Hi
I am building a custom UpdateRequestProcessor to intercept any doc heading to
the index. Basically what I want to do is to check if the current index has a
doc with the same title (i am using IDs as the uniques so I can't use that, and
besides the logic of checking is a little more complicated). If the incoming
doc has a duplicate and some other conditions hold then one of 2 things can
happen:
1- we don't index the incoming document
2- we index the incoming and delete the duplicate currently in the index
I think (1) can be done by simple not passing the call up the chain (not
calling super.processAdd(cmd)). However, I don't know how to implement the
second condition, deleting the duplicate document, inside a custom
UpdateRequestProcessor. This thread is the closest to my goal
http://lucene.472066.n3.nabble.com/SOLR-4-3-0-Migration-How-to-use-DeleteUpdateCommand-td4062454.html
however i am not clear how to proceed. Code snippets below.
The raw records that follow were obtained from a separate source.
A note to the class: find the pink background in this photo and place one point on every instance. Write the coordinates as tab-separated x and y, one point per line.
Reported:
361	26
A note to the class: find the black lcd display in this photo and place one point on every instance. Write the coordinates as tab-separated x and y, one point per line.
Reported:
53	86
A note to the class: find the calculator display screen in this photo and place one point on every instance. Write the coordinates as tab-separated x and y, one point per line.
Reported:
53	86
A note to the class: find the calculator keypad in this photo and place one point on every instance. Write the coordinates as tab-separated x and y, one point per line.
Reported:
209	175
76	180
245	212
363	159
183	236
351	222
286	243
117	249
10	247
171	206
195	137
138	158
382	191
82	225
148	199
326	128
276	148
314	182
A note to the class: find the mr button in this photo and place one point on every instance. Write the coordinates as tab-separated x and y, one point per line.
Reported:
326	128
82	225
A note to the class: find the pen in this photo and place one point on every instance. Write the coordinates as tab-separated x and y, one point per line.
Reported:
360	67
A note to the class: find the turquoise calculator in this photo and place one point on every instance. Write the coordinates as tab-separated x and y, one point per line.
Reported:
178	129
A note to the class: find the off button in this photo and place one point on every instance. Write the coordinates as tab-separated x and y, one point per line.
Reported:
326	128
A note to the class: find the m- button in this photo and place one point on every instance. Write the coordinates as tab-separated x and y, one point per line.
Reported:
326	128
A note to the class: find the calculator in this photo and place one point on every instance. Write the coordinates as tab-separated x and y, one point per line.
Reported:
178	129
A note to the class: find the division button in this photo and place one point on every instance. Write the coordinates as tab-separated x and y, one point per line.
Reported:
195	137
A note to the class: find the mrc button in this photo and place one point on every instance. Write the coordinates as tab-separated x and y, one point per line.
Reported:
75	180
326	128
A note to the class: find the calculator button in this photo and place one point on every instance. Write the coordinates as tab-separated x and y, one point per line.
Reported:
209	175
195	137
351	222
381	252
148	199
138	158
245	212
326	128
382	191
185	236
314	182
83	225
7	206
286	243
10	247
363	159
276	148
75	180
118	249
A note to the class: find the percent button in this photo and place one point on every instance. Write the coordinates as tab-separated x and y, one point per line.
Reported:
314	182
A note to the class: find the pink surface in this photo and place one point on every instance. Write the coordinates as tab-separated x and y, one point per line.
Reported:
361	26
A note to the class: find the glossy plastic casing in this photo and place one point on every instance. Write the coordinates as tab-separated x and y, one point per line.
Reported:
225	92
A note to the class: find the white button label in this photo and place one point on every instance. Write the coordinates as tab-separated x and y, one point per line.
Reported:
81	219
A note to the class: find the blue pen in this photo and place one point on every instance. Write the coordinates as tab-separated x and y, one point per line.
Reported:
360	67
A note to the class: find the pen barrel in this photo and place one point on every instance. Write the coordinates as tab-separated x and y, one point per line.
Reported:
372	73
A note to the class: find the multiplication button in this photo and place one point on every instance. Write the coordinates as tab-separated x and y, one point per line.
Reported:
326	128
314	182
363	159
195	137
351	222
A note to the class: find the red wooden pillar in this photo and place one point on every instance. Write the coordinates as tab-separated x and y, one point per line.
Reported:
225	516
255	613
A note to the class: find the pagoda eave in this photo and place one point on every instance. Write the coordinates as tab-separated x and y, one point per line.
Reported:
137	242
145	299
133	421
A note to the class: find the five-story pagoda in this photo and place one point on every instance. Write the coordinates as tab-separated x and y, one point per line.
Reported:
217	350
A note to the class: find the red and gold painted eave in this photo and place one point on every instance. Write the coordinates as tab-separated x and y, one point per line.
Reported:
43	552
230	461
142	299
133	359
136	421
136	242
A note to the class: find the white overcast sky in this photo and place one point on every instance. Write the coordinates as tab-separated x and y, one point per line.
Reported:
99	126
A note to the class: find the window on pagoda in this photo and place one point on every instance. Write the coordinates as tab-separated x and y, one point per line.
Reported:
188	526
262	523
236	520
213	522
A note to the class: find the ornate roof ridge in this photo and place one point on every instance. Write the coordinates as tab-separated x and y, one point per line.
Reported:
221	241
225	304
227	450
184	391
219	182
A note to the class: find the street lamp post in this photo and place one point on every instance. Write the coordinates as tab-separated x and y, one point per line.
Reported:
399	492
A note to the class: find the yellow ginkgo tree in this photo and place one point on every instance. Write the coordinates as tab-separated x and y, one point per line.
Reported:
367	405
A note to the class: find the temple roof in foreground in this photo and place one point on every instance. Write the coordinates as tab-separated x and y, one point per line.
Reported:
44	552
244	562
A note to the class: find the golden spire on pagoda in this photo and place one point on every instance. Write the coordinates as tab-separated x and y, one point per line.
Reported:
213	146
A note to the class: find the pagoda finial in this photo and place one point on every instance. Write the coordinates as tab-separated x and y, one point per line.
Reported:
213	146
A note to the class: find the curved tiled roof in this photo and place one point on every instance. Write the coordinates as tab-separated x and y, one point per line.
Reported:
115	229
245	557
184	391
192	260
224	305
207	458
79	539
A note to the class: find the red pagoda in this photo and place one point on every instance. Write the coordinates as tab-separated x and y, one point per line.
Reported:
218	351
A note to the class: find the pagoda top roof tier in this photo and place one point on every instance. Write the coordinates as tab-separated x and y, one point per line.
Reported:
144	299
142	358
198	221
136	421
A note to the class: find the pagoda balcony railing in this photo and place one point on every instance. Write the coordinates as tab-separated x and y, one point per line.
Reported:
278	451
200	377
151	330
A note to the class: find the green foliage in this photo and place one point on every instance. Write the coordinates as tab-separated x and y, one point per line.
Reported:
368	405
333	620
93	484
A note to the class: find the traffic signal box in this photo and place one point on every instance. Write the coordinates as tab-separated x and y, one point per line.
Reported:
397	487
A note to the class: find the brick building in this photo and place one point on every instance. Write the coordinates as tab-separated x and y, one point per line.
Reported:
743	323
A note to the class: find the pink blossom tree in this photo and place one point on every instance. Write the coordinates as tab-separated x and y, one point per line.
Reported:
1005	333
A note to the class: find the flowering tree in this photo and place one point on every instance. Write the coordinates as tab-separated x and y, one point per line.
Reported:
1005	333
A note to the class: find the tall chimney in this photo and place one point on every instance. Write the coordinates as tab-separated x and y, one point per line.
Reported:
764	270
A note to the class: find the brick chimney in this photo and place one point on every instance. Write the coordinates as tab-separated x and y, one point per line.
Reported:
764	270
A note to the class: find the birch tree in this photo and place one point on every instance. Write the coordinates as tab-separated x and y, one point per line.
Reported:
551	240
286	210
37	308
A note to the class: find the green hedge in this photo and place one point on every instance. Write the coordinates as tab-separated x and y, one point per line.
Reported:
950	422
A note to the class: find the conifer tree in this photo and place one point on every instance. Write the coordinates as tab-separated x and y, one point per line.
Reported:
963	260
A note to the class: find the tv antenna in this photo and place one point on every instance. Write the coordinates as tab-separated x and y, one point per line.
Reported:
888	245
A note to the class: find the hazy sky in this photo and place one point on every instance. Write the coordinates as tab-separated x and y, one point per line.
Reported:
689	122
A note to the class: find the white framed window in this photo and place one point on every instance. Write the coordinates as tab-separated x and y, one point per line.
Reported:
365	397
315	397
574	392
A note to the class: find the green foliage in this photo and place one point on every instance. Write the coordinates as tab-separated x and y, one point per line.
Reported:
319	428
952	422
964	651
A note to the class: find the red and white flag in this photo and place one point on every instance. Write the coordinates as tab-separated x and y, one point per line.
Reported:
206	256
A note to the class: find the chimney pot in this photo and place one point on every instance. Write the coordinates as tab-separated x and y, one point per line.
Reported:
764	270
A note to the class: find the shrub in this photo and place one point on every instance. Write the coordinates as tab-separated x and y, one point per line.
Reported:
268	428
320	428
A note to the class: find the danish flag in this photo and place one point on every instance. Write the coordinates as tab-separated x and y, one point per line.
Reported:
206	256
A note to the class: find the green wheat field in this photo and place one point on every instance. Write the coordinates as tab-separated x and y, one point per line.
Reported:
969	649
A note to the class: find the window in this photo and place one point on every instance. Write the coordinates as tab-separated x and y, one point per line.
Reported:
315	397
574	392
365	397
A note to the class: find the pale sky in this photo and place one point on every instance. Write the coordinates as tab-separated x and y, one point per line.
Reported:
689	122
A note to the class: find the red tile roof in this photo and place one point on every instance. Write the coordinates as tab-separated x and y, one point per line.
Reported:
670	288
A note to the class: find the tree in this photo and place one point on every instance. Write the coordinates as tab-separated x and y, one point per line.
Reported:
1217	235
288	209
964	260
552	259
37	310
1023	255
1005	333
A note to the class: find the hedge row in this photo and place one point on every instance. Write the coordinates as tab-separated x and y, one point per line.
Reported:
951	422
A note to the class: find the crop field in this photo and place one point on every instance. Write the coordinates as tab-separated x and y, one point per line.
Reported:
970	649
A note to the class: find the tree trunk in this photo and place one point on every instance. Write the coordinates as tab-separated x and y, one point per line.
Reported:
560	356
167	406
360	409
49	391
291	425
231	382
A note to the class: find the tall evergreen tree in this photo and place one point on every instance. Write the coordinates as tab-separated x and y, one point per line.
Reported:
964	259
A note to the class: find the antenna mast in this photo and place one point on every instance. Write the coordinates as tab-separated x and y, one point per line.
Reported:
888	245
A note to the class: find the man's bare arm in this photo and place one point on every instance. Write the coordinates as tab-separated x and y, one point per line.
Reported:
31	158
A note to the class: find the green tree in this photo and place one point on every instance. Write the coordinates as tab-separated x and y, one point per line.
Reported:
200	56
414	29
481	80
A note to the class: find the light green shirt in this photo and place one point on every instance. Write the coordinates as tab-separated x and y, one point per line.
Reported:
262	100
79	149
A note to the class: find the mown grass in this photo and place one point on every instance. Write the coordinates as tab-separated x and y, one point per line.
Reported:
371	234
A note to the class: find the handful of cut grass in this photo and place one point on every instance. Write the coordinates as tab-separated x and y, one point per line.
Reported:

thank you in advance for your help
class isDuplicate extends UpdateRequestProcessor
{
public isDuplicate( UpdateRequestProcessor next) {
super( next );
}
@Override
public void processAdd(AddUpdateCommand cmd) throws IOException
{
try
{
boolean indexIncomingDoc =
checkIfIsDuplicate(cmd);
if(indexIncomingDoc)
super.processAdd(cmd);
} catch (SolrServerException e) {e.printStackTrace();}
catch (ParseException e) {e.printStackTrace();}
}
public boolean checkIfIsDuplicate(AddUpdateCommand cmd) ...{
SolrInputDocument incomingDoc =
cmd.getSolrInputDocument();
if(incomingDoc == null) return false;
String title = (String) incomingDoc.getFieldValue(
"title" );
SolrIndexSearcher searcher =
cmd.getReq().getSearcher();
boolean addIncomingDoc = true;
Integer idOfDuplicate = searcher.getFirstMatch(new
Term("title",title));
if(idOfDuplicate != -1)
{
addIncomingDoc =
compareDocs(searcher,incomingDoc,idOfDuplicate,title,addIncomingDoc);
}
return addIncomingDoc;
}
private boolean compareDocs(.....){
....
if( condition 1 )
{
--> DELETE DUPLICATE DOC in INDEX <--
addIncomingDoc = true;
}
....
return addIncomingDoc;
}